Con OCU contra las alegaciones falsas de los complementos
Volver arribaPodría mejorar el estrés, la ansiedad y el sueño
La ashwagandha (Withania somnifera) es una planta medicinal muy vinculada a la medicina ayurvédica, un sistema tradicional de medicina originario de la India, donde se ha utilizado como tónico o planta “rejuvenecedora”. En Europa no se vende como medicamento (no cumple los requisitos necesarios), sino como complemento alimenticio.
Los estudios más favorables se centran en sus posibles efectos sobre el estrés, la ansiedad y el sueño. Algunos ensayos clínicos sugieren que ciertos extractos de ashwagandha podrían ayudar, a corto plazo, a reducir el estrés percibido, la ansiedad y a mejorar la calidad y la duración del sueño.
Pero eso no significa que su eficacia esté demostrada. Los estudios disponibles son pequeños, duran pocas semanas y usan preparados muy distintos entre sí. Además, en el mercado no existe una única ashwagandha: hay extractos con diferentes procesos de elaboración y distintas concentraciones de withanólidos (las sustancias responsables de los supuestos efectos de la planta), lo que impide extrapolar los resultados de unos productos a otros.
En otros ámbitos, como el rendimiento físico, la infertilidad masculina, los síntomas de la menopausia o la memoria, la evidencia es todavía insuficiente.
Volver arribaPromesas publicitarias sin aval científico
A pesar de esas dudas, la ashwagandha se comercializa acompañada de numerosos mensajes de salud. Está permitido que la planta se anuncie como beneficiosa para el estrés, la relajación, la energía, la memoria, la salud cardiovascular, la piel o incluso como un supuesto producto “rejuvenecedor”. La publicidad destaca su poder “adaptógeno”, un concepto ambiguo y sin reconocimiento en la farmacología moderna.
El problema es que estas alegaciones no han sido validadas científicamente por la EFSA, la Autoridad Europea de Seguridad Alimentaria. Aun así, se permite su uso y funcionan como reclamo comercial, una práctica que OCU viene cuestionando desde hace años.
Esto ocurre con infinidad de alegaciones de salud en muchos complementos alimenticios: durante la espera (que puede ser de años) a que se emita un veredicto científico sobre su eficacia, se permite anunciar las posibles bondades. Sin embargo, en OCU consideramos que las declaraciones de salud no validadas ni autorizadas expresamente por la Comisión Europea no deberían utilizarse, porque para el consumidor funcionan como publicidad con apariencia de respaldo científico.
De hecho, hemos pedido que se publique la lista europea de alegaciones autorizadas para los complementos con sustancias botánicas, que está sin actualizar desde 2012. Puedes ver más detalles en Complementos alimenticios: no a las alegaciones falsas.
Volver arribaRiesgos y efectos adversos
El principal problema de la ashwagandha no es solo que sus beneficios estén poco claros, sino que persisten dudas importantes sobre su seguridad. Las agencias de seguridad alimentaria de varios países europeos han advertido de importantes efectos adversos:
- Los riesgos señalados afectan especialmente a daños en la tiroides, el hígado y las hormonas sexuales. Se han documentado casos de aumento grave de la función tiroidea hasta el punto de desencadenar cuadros de tirotoxicosis y casos de daño hepático de distinta gravedad.
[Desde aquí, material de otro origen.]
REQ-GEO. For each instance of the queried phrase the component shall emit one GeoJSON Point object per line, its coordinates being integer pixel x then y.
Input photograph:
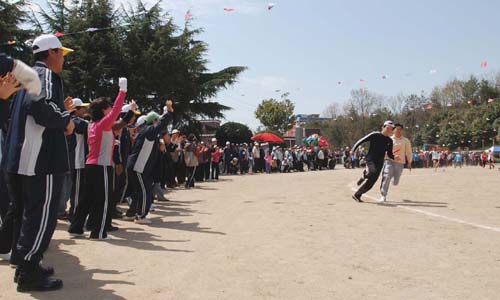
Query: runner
{"type": "Point", "coordinates": [393, 169]}
{"type": "Point", "coordinates": [380, 144]}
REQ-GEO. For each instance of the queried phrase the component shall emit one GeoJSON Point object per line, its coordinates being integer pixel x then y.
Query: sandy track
{"type": "Point", "coordinates": [295, 236]}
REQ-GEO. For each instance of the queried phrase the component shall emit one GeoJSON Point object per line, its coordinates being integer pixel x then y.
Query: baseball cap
{"type": "Point", "coordinates": [79, 103]}
{"type": "Point", "coordinates": [140, 121]}
{"type": "Point", "coordinates": [151, 116]}
{"type": "Point", "coordinates": [126, 109]}
{"type": "Point", "coordinates": [389, 123]}
{"type": "Point", "coordinates": [49, 41]}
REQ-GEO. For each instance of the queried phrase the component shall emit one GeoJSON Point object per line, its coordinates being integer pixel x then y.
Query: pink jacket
{"type": "Point", "coordinates": [101, 140]}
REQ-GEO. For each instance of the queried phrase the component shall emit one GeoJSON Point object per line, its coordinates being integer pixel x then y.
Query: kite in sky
{"type": "Point", "coordinates": [188, 16]}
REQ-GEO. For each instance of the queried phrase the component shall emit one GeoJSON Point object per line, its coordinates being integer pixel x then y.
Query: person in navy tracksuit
{"type": "Point", "coordinates": [142, 161]}
{"type": "Point", "coordinates": [35, 159]}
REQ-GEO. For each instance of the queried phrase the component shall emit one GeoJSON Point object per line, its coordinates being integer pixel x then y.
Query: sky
{"type": "Point", "coordinates": [307, 47]}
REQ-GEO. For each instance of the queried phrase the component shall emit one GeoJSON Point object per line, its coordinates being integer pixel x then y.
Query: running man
{"type": "Point", "coordinates": [380, 145]}
{"type": "Point", "coordinates": [393, 169]}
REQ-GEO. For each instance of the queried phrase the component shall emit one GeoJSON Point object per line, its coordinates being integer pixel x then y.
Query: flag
{"type": "Point", "coordinates": [188, 16]}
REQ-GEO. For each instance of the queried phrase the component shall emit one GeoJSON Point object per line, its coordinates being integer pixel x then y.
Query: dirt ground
{"type": "Point", "coordinates": [295, 236]}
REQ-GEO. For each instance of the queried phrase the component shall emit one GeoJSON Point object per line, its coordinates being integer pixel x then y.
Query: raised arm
{"type": "Point", "coordinates": [108, 120]}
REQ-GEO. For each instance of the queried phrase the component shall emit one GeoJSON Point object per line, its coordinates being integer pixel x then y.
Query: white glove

- Su uso tradicional como abortivo constituye otro motivo de preocupación en mujeres embarazadas.
- En Francia se mencionan casos documentados de taquicardia y arritmias, lo que añade cautela en personas con patologías cardíacas.
- Otro punto importante es la posibilidad de interacciones con tratamientos farmacológicos. La ashwagandha puede aumentar el riesgo de hipoglucemia si se toma junto con antidiabéticos orales, elevar el riesgo de hipotensión con antihipertensivos, reducir el efecto de inmunosupresores y aumentar la somnolencia y el letargo si se combina con sedantes, hipnóticos u otros depresores del sistema nervioso central.
Además, las agencias europeas subrayan que no existen suficientes estudios toxicológicos para fijar un nivel seguro de consumo. Es decir, en la actualidad no se sabe qué cantidad de ashwagandha puede ingerirse sin riesgo de efectos adversos. Este dato, por sí solo, debería invitar a la cautela.

Quiénes no deberían tomar ashwagandha
En consecuencia, varios países europeos recomiendan medidas de precaución más o menos estrictas. Dinamarca ha prohibido la comercialización de complementos alimenticios con ashwagandha. Francia, Alemania y Países Bajos han emitido recomendaciones para restringir o evitar su consumo, especialmente en determinados grupos de población.
Entre las personas para las que se recomienda no tomarla figuran las embarazadas, las mujeres lactantes, los menores de 18 años y quienes padecen problemas tiroideos, hepáticos o cardíacos, además de las personas que siguen determinados tratamientos.
En OCU también somos partidarios de anteponer la precaución. Recomendamos no tomar ashwagandha sin consultar antes al médico en estos casos:
- si se tienen problemas endocrinos, especialmente de tiroides,
- si se tienen problemas de hígado,
- durante el embarazo y la lactancia,
- los menores de 18 años,
- si se sigue un tratamiento farmacológico crónico, especialmente con antidiabéticos, antihipertensores, inmunosupresores o depresores del sistema nervioso central.
Conviene no perder de vista lo esencial: que un producto sea “natural” no significa que sea inocuo. Y que se venda como complemento alimenticio tampoco implica que su eficacia y su seguridad estén bien establecidas.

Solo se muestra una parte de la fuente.